9.4 Probabilistic Counterexample Guidance for Safer Reinforcement Learning
- Authors: Xiaotong Ji, Antonio Filieri
- Reason: This paper introduces a novel approach to safer exploration in reinforcement learning, guiding the training with counterexamples of the safety requirement. The effectiveness of the method is demonstrated in initial experiments, reducing safety violations.
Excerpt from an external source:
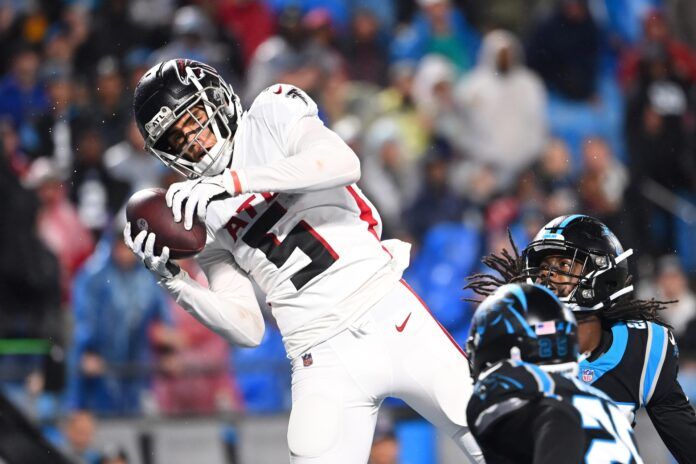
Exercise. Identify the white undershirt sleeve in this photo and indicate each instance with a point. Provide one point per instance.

The paper is also accepted and evaluated at an International conference, indicating the high relevance of the research.
9.2 Empowering recommender systems using automatically generated Knowledge Graphs and Reinforcement Learning
- Authors: Ghanshyam Verma, Shovon Sengupta, Simon Simanta, Huan Chen, Janos A. Perge, Devishree Pillai, John P. McCrae, Paul Buitelaar
- Reason: The paper presents a combination of knowledge graph and reinforcement learning techniques to personalize delivery of financial articles to customers. The dual use of reinforcement learning and knowledge graph approach implies a greater sophistication and potential impact. Moreover, the paper is accepted for a popular conference KDD.
9.0 Measuring and Mitigating Interference in Reinforcement Learning
- Authors: Vincent Liu, Han Wang, Ruo Yu Tao, Khurram Javed, Adam White, Martha White
- Reason: The paper provides a unique measure of interference in value-based reinforcement learning and proposes a procedure to mitigate it. The novel interference measure introduced can potentially help researchers navigate the prevalent problem of catastrophic interference in network-based learning systems.
8.8 Dynamics of Temporal Difference Reinforcement Learning
- Authors: Blake Bordelon, Paul Masset, Henry Kuo, Cengiz Pehlevan
- Reason: This paper provides theoretical insights into the dynamics of reinforcement learning models and the parameters that control them. It is potentially influential due to its emphasis on theoretical understanding, which could contribute to a more profound understanding of reinforcement learning.
8.6 Reinforcement Learning with Non-Cumulative Objective
- Authors: Wei Cui, Wei Yu
- Reason: This paper addresses reinforcement learning problems where objectives are not naturally expressed as summations of the rewards. By proposing modifications to existing algorithms and demonstrating their effectiveness, this paper could influence a more nuanced approach to reinforcement learning problems.